殺人の追憶

まるでデビッド・リンチ作品かなんかのような、なかなか衝撃的なオープニング。
これもまた、『ゾディアック』同様、「殺人のある日常」を描く作品で、こちらのほうがスケールが小さい「村」が舞台であるため、その自家中毒的な空気はより濃密かつ影響力も多大で、それだけに「事件が狂気を生む」構造はこちらのほうがより説得力がある。というか、現実の連続殺人事件をベースにしていること、「事件についての話」じゃなくて「事件を追う人についての話」であることなど、フィンチャーの『ゾディアック』は、この作品を下敷きにした可能性が高い。

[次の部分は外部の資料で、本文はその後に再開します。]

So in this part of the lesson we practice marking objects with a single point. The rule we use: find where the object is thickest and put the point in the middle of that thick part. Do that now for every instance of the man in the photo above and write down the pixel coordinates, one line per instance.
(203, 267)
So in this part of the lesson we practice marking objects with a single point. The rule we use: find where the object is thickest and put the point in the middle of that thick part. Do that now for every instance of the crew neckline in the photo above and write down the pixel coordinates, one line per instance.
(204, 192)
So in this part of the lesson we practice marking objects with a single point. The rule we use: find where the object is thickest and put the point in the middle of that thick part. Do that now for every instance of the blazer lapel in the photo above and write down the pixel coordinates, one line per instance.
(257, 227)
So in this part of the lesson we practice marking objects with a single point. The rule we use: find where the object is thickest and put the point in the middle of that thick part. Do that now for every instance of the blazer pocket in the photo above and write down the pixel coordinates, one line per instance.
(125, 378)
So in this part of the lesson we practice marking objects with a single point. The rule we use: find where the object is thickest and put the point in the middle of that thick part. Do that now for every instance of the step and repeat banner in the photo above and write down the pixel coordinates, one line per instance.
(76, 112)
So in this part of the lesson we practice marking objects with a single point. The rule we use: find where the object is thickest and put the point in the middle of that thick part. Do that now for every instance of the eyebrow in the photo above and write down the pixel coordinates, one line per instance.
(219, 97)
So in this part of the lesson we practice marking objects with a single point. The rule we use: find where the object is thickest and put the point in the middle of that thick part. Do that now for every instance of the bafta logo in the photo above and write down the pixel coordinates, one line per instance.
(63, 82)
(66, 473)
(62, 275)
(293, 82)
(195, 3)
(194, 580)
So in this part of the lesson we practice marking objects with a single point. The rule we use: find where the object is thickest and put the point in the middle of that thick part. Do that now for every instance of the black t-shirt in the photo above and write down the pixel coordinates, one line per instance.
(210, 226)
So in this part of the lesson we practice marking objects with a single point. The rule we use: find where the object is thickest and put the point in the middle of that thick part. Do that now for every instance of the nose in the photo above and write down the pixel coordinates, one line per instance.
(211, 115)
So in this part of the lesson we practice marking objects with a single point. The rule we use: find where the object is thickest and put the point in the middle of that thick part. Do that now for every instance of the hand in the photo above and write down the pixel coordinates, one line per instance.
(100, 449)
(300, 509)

ずさんな捜査、能力が低くやたら暴力的な刑事たち、事件に影響されまくる村人。これらをオフビートなコメディとも、皮肉なリアリズムとしても使いこなす手腕は凄まじい。基本的に観客が「そんなバカな!」と思った推理は演出上当たってそうに見えても絶対外す、とかのキャラクターとの距離の取り方、観客の期待をハズしつつ掴む演出は実に上手い。

で、これで低温度の映画だったらそのアザトイやり口がハナにつくところだが、主役二人の出会いが土手からのドロップキック*1だとか、頭の弱い容疑者(しかもその容疑がまたいいかげん)をメチャクチャに拷問するとか、表現がやたらめったら暴力的なので、ぜんぜん「頭でっかち」な映画になってない。

そして主役の一人は映画から完全に退場し、もう一人も事件からおりてしまうラストに、まだ突きつけられる「事件は終わっていない」という現実。
ポン・ジュノ監督のとことん人を追い詰める性格の悪さが、この映画を傑作たらしめていると確信した。
しかし、よくこんな映画が大ヒットするなぁ、韓国は奥が深いよ。『ダークナイト』でアメリカについてもそう思ったけど。